On November 16, a group of Dutch scientists published a paper on the impact of COVID-19 on the diaphragm. Coroners in the Amsterdam University Medical Center and the Radboud University Medical Center found that people with severe COVID-19 who died on the ICU had serious scartissue formation on the diaphragm.

This would explain why people who went through a milder infection remain with complaints of shortness of breath until months after the infection.

The diaphragm
The diaphragm is the most important breathing muscle we possess. It works for us for 24 hours a day, 7 days a week.
According to the researchers, there was significant impact of the COVID-19 infection on al diaphragms of the 26 deceased of COVID-19. The photo’s below show the difference between how a normal diaphragm tissue looks underneath a microscope and diaphragmatic tissue of a COVID-19 sufferer. The green colour signifies scar tissue.
With these amounts of scar tissue, it is difficult for the diaphragm to work properly, resulting in severe shortness of breath in these cases.

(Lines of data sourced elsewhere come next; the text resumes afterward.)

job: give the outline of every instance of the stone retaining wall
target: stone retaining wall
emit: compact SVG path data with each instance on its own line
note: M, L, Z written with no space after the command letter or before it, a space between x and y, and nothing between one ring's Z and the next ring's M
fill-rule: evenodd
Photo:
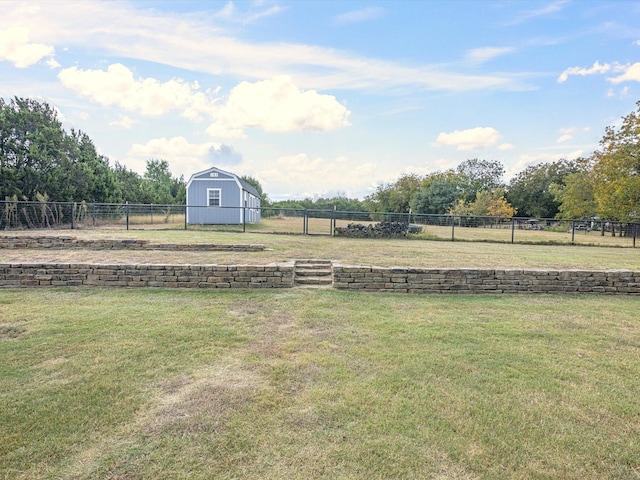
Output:
M167 288L291 288L293 286L293 264L0 264L0 288L86 285Z
M81 240L70 236L0 236L0 248L47 248L89 250L171 250L171 251L230 251L259 252L265 249L260 244L213 244L213 243L151 243L148 240L94 239Z
M640 295L640 272L334 266L340 290L393 293L599 293Z
M294 263L270 265L0 264L0 288L50 286L292 288ZM333 266L339 290L392 293L640 295L640 272Z

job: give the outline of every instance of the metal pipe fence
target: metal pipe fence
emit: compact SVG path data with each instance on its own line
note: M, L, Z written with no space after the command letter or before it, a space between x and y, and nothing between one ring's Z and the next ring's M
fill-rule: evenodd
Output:
M202 210L201 210L202 209ZM206 221L190 223L191 218ZM230 219L232 221L230 221ZM0 229L204 230L336 236L349 225L406 225L412 239L635 247L640 223L355 212L330 209L197 207L89 202L0 201Z

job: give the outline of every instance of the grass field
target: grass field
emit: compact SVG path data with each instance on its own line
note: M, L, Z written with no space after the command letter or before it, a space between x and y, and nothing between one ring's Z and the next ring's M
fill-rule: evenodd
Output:
M640 270L629 248L37 234L267 250L5 249L0 263ZM637 312L610 296L0 289L0 479L639 478Z
M355 215L355 214L354 214ZM349 223L361 223L364 225L376 223L372 220L344 220L338 219L336 226L345 227ZM454 225L423 225L421 235L415 236L416 239L427 240L443 240L451 241L453 237L457 241L465 242L498 242L498 243L523 243L523 244L576 244L576 245L595 245L595 246L617 246L632 247L633 238L620 236L620 232L611 235L611 232L605 232L604 235L600 231L576 230L571 232L570 222L558 221L561 228L532 230L515 228L512 231L510 222L507 223L487 223L481 227L465 227L458 224ZM154 221L151 217L131 217L129 226L132 229L148 229L148 230L182 230L184 229L184 216L171 215L165 222L161 215L158 215ZM313 218L307 220L308 233L315 235L330 235L332 232L332 223L329 218ZM90 222L87 223L90 228ZM125 228L124 220L119 225L110 225L110 228ZM247 233L276 233L276 234L302 234L305 231L305 221L303 217L263 217L258 224L242 225L207 225L197 226L190 225L188 227L192 231L210 231L210 232L242 232L243 228ZM640 247L640 240L638 241Z
M637 306L0 291L0 478L638 478Z
M541 232L544 233L544 232ZM171 264L267 264L298 258L324 258L344 265L434 268L548 268L640 270L639 248L578 245L524 245L412 239L351 239L327 236L229 233L208 230L38 230L12 235L71 235L77 238L128 238L152 243L256 243L263 252L184 252L126 250L0 249L0 263L98 262Z

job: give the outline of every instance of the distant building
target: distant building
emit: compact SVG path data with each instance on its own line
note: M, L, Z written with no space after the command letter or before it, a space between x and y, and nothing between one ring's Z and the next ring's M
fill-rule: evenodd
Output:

* Green: fibrosis; White: cell nucleus; Blue: type 1 muscle cell; black: type 2 muscle cell.

Learning to breathe well

We know from patient reports on the internet that people were able to avoid mechanical breathing (admittance to ICU) by breathing consciously with their diaphragm, thereby improving their blood oxygen levels.
Now there is an even more compelling reason  to make sure you learn to optimise the use of your diaphragm. This is important in terms of prevention, but mostly when you have had a COVID-19 infection and you are still suffering of shortness of breath.

Learning to breathe well is of vital importance. It has always been that way, but even more important now.